Previous lightning climatologies derived from Lightning Imaging Sensor (LIS) and Optical Transient Detector (OTD) total lightning measurements have quantified lightning frequency as a Flash Rate Density (FRD). This approach assumes that lightning flashes can be represented as points, and quantifies the frequency of lightning centered in each grid cell. However, lightning has a finite extent that can reach hundreds of kilometers. A new climatology based on Flash Extent Density (FED) is constructed for LIS (including ISS-LIS) and OTD that accounts for the horizontal dimension of lightning. The FED climatology documents the frequency that an observer can expect lightning to be visible overhead - regardless of where the flash began or ended. This new FED climatology confirms and elaborates on the previous global LIS / OTD FRD and Americas-only Geostationary Lightning Mapper (GLM) findings. Applying GLM reprocessing codes to LIS and OTD data reveals cases of megaflashes measured from Low Earth Orbit that were artificially split by the LIS / OTD clustering algorithms.

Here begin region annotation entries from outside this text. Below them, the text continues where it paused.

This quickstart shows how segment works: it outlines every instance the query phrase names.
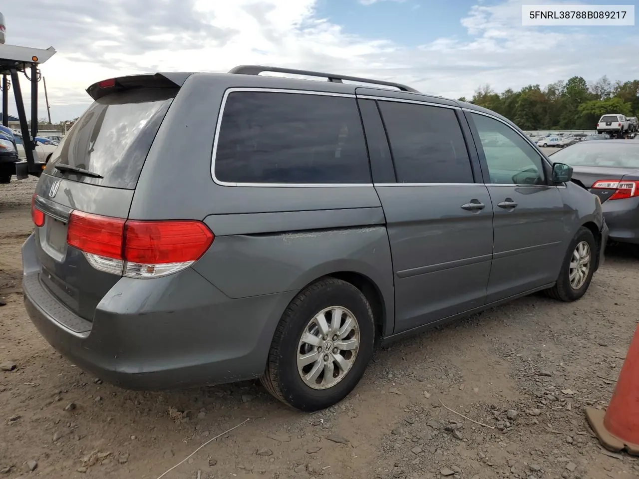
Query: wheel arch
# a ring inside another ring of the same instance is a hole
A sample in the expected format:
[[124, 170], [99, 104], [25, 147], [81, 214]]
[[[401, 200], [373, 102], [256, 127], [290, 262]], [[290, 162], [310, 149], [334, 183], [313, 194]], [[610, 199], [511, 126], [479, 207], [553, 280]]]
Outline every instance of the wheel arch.
[[375, 321], [375, 333], [377, 338], [389, 336], [394, 328], [394, 291], [390, 294], [384, 294], [380, 287], [368, 275], [354, 270], [341, 270], [327, 272], [317, 276], [299, 289], [302, 291], [313, 283], [324, 278], [335, 278], [345, 281], [357, 288], [371, 305]]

The FED climatology maintains Lake Maracaibo as the global lightning hotspot with an average of 389 flashes / day, but designates Karabre in the Democratic Republic of the Congo as the global thunderstorm duty (percent of the total viewtime where lightning is observed) hotspot at 7.29%. Meanwhile, Kuala Lumpur is the national capital city with the most lightning, and its airport (KUL) is the top major airport affected by lightning. The FED seasonal cycle and month-to-month changes in the “center of lightning” for the three continental chimney regions are also discussed.